Videogame maker Electronic Arts Inc. confirmed Monday that it will be acquired by Saudi Arabia’s PIF sovereign-wealth fund, private-equity firm Silver Lake and Jared Kushner’s Affinity Partners in a $55 billion deal, which would be the largest-ever leveraged buyout.
The record merger, according to Dow Jones Market Data, marks another videogame-industry megadeal after Take-Two Interactive Software Inc.’s $12.7 billion purchase ofZynga Inc. and Microsoft Corp.’s $69 billion purchaseof Activision Blizzard Inc.
There is some question among Wall Street analysts over whether the deal actually makes sense for Electronic Arts shareholders, given that it comes just before the release of the latest version of its popular “Battlefield” videogame.
As Benchmark analyst Mike Hickey put it, the decision by the company’s management to pursue a sale represents “a critical error,” as it effectively removes the ability of shareholders to participate in any potential upside from the “Battlefield” release.
Still, the stock surged 4.5% into record territory Monday, after soaring 14.9% on Friday following a Wall Street Journal report that a deal was in the works. The good news for investors was that the actual amount of the deal at $55 billion was more than expected, as the WSJ report said it would be “roughly $50 billion.”
As part of the deal, PIF will roll over its existing 9.9% stake in the Redwood City, Calif.-based company. Electronic Arts shareholders will receive $210 per share in cash, which represents a 25% premium to the company’s share price at market close on Sept. 25, which was before the WSJ report.
The deal includes $36 billion in equity financing and $20 billion in debt financing, with the full debt amount solely committed by JPMorgan Chase Bank.

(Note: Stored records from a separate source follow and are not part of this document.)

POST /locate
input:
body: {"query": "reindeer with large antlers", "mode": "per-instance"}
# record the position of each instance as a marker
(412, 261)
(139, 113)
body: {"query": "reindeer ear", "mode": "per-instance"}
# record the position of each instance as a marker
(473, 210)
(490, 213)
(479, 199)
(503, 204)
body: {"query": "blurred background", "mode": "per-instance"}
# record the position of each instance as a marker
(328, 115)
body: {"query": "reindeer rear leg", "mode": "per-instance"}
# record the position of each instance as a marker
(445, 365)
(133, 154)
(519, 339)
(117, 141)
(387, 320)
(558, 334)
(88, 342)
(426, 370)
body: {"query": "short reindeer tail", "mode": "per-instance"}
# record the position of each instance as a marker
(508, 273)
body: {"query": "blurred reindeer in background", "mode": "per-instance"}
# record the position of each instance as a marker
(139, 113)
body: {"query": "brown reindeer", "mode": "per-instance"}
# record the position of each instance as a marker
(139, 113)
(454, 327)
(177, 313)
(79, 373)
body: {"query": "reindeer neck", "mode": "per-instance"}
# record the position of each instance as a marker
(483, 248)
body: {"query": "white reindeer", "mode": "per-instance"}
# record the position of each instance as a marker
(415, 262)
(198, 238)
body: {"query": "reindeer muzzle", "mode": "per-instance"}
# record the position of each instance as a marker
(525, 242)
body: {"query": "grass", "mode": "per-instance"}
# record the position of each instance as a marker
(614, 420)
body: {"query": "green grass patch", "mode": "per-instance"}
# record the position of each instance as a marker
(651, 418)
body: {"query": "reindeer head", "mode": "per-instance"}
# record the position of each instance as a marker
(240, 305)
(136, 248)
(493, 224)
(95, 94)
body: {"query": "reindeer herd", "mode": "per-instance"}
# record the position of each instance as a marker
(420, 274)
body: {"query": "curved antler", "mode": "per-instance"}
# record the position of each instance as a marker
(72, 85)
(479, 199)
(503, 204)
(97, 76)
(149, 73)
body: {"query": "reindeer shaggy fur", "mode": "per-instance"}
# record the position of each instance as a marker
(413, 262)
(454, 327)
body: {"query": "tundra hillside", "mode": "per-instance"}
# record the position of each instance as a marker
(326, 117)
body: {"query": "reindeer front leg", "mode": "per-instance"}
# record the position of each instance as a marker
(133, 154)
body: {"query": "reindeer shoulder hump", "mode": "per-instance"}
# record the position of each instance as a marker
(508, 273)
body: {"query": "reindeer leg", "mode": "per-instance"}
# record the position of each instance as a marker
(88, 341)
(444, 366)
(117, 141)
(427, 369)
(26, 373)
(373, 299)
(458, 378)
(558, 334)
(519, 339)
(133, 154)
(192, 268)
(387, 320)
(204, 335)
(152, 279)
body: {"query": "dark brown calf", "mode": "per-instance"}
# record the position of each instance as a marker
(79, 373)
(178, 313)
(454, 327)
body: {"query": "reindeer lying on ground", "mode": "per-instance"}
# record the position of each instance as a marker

The transaction is expected to close in the first quarter of fiscal year 2027.
Meanwhile, Benchmark’s Hickey believes the deal also undervalues Electronic Arts, as he had a $250 price target on the stock. But keep in mind that Hickey was the most bullish on the stock, of the 29 analysts surveyed by FactSet who cover the company. The per-share price of the deal was 14.4% above the average analyst price target of $183.61.
Electronic Arts shares have now run up 38.5% this year, while the S&P 500 index has advanced 13.2%.